Generation Z (those born between the mid-1990s and the early 2000s) currently makes up 22% of the American population. They’re coming of age and will begin to join the workforce in staggering numbers in the not-so-distant future.
Here are some of the things you can expect as they join the workforce.
New Communications and Fluency with Technology
Generation Z is the only entire generation that was truly raised with constant access to the Internet, smartphones, and cutting-edge technology. Even most Millennials (Gen Z’s immediate predecessors who were born between 1981 and 1995) didn’t have access to the Internet and certain technology until at least their teen years. And this means that Gen Z employees will most likely expect instant communication methods and will be very comfortable working with all sorts of new technology and online platforms. However, they may struggle with more formal communications and may need some guidance when working on long-term projects that don’t offer an instant result.

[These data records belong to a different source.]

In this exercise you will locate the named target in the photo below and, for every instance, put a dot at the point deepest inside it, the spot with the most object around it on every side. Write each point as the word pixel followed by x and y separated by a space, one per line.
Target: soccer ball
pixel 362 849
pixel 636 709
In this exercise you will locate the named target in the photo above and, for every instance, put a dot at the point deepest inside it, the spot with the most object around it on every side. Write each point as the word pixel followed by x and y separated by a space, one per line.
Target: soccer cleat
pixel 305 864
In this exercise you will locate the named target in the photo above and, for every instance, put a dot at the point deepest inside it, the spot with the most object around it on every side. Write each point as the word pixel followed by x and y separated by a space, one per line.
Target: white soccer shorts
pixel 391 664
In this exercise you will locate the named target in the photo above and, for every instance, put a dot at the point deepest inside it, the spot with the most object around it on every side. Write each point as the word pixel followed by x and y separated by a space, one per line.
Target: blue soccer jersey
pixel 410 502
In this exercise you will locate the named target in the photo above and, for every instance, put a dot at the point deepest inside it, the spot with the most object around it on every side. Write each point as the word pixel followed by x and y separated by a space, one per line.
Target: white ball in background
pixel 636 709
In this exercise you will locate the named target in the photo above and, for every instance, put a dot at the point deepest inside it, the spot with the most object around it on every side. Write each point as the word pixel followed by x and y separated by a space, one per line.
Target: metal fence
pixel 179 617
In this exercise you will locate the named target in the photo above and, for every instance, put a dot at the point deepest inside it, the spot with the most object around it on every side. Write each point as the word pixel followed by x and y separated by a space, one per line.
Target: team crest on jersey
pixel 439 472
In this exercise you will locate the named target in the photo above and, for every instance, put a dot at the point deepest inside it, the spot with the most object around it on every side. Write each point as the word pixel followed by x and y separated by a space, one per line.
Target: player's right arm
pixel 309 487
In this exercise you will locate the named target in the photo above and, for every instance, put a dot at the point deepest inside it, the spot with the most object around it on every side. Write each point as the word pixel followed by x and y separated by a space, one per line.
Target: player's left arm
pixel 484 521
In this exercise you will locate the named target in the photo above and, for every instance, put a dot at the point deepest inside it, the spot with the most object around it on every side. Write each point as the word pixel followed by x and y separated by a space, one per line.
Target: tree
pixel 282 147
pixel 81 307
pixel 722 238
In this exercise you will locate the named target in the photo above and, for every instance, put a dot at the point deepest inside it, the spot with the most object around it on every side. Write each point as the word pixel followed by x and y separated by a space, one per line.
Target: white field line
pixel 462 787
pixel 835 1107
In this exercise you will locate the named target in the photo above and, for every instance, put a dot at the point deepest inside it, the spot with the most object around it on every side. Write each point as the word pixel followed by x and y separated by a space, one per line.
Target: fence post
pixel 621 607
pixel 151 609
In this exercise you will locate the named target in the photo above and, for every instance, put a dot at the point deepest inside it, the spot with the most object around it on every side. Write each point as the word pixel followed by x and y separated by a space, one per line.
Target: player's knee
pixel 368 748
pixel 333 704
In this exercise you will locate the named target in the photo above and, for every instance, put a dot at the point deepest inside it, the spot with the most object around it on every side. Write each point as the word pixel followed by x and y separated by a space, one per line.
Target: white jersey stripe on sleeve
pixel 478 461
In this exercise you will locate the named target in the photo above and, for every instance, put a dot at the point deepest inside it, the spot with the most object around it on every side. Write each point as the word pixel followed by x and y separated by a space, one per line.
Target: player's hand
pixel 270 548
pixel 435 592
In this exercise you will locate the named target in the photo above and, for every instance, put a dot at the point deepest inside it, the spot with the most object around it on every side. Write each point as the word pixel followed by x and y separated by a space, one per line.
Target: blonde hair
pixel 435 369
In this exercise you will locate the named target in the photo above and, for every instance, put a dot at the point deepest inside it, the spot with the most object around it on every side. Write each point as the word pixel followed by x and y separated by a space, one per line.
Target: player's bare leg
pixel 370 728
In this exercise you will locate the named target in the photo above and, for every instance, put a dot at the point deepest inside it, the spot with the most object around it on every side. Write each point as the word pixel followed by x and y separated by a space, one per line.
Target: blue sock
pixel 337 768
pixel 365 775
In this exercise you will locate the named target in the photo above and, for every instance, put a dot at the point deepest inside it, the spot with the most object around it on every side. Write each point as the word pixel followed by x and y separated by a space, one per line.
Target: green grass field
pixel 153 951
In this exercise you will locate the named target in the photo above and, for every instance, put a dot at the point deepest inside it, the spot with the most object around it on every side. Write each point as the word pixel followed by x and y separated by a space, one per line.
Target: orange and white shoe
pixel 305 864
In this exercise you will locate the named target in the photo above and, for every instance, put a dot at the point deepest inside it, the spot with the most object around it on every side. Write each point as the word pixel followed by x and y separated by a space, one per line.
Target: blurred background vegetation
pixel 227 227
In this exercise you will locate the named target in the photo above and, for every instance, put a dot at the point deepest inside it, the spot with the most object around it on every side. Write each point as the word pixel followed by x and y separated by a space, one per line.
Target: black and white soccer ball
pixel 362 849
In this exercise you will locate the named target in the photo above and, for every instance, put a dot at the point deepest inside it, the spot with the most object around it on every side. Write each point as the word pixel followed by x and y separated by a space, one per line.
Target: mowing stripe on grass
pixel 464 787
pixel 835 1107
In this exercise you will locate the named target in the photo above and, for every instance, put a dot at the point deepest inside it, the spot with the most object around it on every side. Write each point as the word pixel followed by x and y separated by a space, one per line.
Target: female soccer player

Real Relationships with Management
Gen Z employees have expressed that they want strong relationships with their managers and higher-ups and want to receive feedback almost as frequently as daily. They want leadership to truly express a genuine interest in their individual development while they are still given opportunities to express their unique skills and interests. And they want to meet their bosses in face-to-face meetings with genuine interactions and desire full transparency.1
Push for Authenticity and Competition
Seventy-three percent of Gen Z employees claim that they are competitive and want to be evaluated based on their own merits and that they want to be able to showcase their individual talents. And they embrace diversity in almost all facets in the workplace. They are willing to work hard and are more driven by salary than their immediate predecessors and do desire financial stability and tangible benefits. They also want opportunities that allow them to advance quickly.
Greater Workplace Flexibility
Gen Z will expect to be able to work flex schedules and to work remotely as needed. With constant access to technology, they won’t understand being in an office when it isn’t necessary. And they also have a strong desire for independence that they’ll want to exercise when working.
Millennials Will Welcome Gen Z Positively
As Gen Z joins the workforce, Millennials will begin to take on most of the leadership positions. Luckily, these two generations share many characteristics and values. And according to Deloitte, Millennials have a positive opinion of Gen Z and their strong technology skills and tendency for being creative and flexible. And most Millennials will be happy to offer the leadership Gen Z desires and design work environments that will benefit them, too.
As you look to hire and onboard Gen Z employees, keep the above expectations in mind.
- Generation Z and the Workplace: What You Need to Know. Accessed 3/23/2018.